Is this possible in CQL and what would be the best way to approach this? So far, I've thought of batching an INSERT-IF-NOT-EXISTS and UPDATE and execute those together... or I've thought of running a SELECT and then in golang determining whether to INSERT or UPDATE based on if the row exists or not.

Note: My code is in golang and I'm using the gocqlx library to achieve this. My main goal is to get this to work in an efficient way that follows the best practices for cassandra/cql

Thanks! :)


Solution

  • CQL doesn't support the complex scenario you outlined.

    You can only specify a condition on the partition key, not a non-PK column in the the partition. There is no CQL syntax that prevents a column from getting overwritten if it already exists. Cheers!

    [UPDATE] After thinking about this a bit more, a possible workaround is to define the creation as a CQL set collection. Since the elements in a set are ordered, you know that the first element will always be the earliest creation date.

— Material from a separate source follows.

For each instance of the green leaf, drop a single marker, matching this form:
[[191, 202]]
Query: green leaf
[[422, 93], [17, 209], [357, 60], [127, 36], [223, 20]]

    To illustrate, here's my example table schema:

    CREATE TABLE community.myset (
        id int PRIMARY KEY,
        creation set<int>,
        type int
    )
    

    I can do an upsert regardless of whether it exists or not with:

    cqlsh> UPDATE myset SET creation = creation + {10} WHERE id = 1;
    
    cqlsh> SELECT * FROM myset ;
    
     id | creation | type
    ----+----------+------
      1 |     {10} | null
    

    And do it repeatedly:

    cqlsh> UPDATE myset SET creation = creation + {100} WHERE id = 1;
    
    cqlsh> SELECT * FROM myset ;
    
     id | creation  | type
    ----+-----------+------
      1 | {10, 100} | null
    

    I can then independently set the type with:

    cqlsh> UPDATE myset SET type=1 WHERE id = 1;
    
    cqlsh> SELECT * FROM myset ;
    
     id | creation  | type
    ----+-----------+------
      1 | {10, 100} |    1
    

    Hopefully this works for your use case. Cheers!